Наш поселок тогда был тихой, заснеженной провинцией, в которой установка новой скамейки на набережной с помпой освещалась в местной газете. Развлечений – кот наплакал: унылый кинотеатр в котором раз в месяц крутили какой-нибудь несвежий блокбастер да клуб, где по выходным тускло мигали дискотечные шары. Не разгуляешься. И, наверное, поэтому, самое любимое время у молодёжи было с седьмого по девятнадцатое января – святки. Для меня же в этих днях была своя тёмная прелесть. Мистика манила меня с детства. К четырнадцати годам я проглотила уже всего переведённого Кинга, бредила Лавкрафтом, зачитывалась Кунцем, Баркером и Лаймоном. Я отчаянно хотела верить, что мир не так скучен. Хотела, чтобы во время гаданий зеркальный коридор ожил призрачной фигурой, а свечной огонек вспыхнул, колыхнулся и показал настоящего духа.
Но все попытки разбивались о стену нашего же легкомыслия. Мы, стайка юных девчонок, больше пересмеивались и толкались, чем по-настоящему верили в сверхъестественное.
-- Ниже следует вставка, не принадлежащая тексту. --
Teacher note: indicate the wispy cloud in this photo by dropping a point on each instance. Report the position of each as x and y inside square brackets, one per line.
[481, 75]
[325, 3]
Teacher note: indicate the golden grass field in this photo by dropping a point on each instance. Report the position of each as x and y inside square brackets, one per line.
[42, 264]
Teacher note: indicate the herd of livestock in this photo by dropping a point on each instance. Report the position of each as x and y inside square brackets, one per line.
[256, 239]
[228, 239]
Одни хиханьки да хаханьки.
Возможно, именно это и защищало нас раньше.
Всё изменилось в так называемые «страшные вечера» – с четырнадцатого по девятнадцатое января, когда, по древним поверьям, граница между мирами истончается, и нечисть получает право гулять по земле.
Вечером пятнадцатого января моя квартира наполнилась дурацким смехом и не менее дурацкими шуточками. Пришли Аня Матвеева, с её вечной тягой к эзотерике, Наташка Самодова – осторожная и рассудительная, и бесшабашная Юлька Смоленская. Бывшие одноклассницы. Тогда я уже была студенткой-первокурсницей строительного техникума.
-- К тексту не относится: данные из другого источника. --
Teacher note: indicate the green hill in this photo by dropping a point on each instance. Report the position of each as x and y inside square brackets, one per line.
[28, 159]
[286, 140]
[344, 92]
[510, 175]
Начали мы с гадания на яичном белке. В стакане теплой воды белок растекался причудливыми и совершенно абстрактными пятнами. Потом взялись за зеркала. Два старых зеркала с потемневшей амальгамой создавали зыбкий, уходящий в бесконечность коридор, освещенный дрожащим пламенем свечей. Аня, прильнув к зеркалу, вдруг вскрикнула заявив, что увидела мелькнувшую тень. Мы напряглись, вглядываясь в зеркальный туннель, но кроме наших собственных ухмыляющихся физиономий – ничего. Списали на её впечатлительность.
Вскоре мы вышли на улицу. Воздух был колючим, хрустальным, а снег скрипел под ногами, будто кто-то невидимый шёл следом. Гадали по собачьему лаю: кричали в ночь: «Залай, залай, собаченька! Залай, серенький волчок!» И затаив дыхание, слушали отголоски. Лай слышался то близко, то издалека, растворяясь в морозной тишине и оставляя ощущение чужого незримого присутствия.
Было уже далеко за полночь, когда Юлька предложила «экстрим» – гадание на проруби. Настоящий древний русский кошмар – надо лунной ночью пойти к проруби, сесть на расстеленную воловью шкуру и смотреть в чёрную воду. Увидишь там образ суженого – к свадьбе, услышишь стук из-подо льда… ну, тут варианты были мрачнее, вплоть до летального исхода в краткосрочной перспективе.
Воловьей шкуры у нас, конечно, не нашлось. Заменили старым цветастым пледом. Река у нас через дорогу. Прорубь мы нашли быстро – чёрное, как будто маслянистое окно в подлёдный мрак. Я опустилась на колени на плед, чувствуя ледяной холод, проникающий сквозь ворсистую ткань. Заглянула в прорубь. Чернота притягивала. Мне на мгновение показалось, как что-то огромное медленно шевелится там, внизу, наблюдая за мной. Ктулху, не иначе. Сердце замерло в ожидании стука из-подо льда или появления лица в чёрной ледяной воде… Но обошлось. Только холодное дыхание проруби и нарастающая тревога.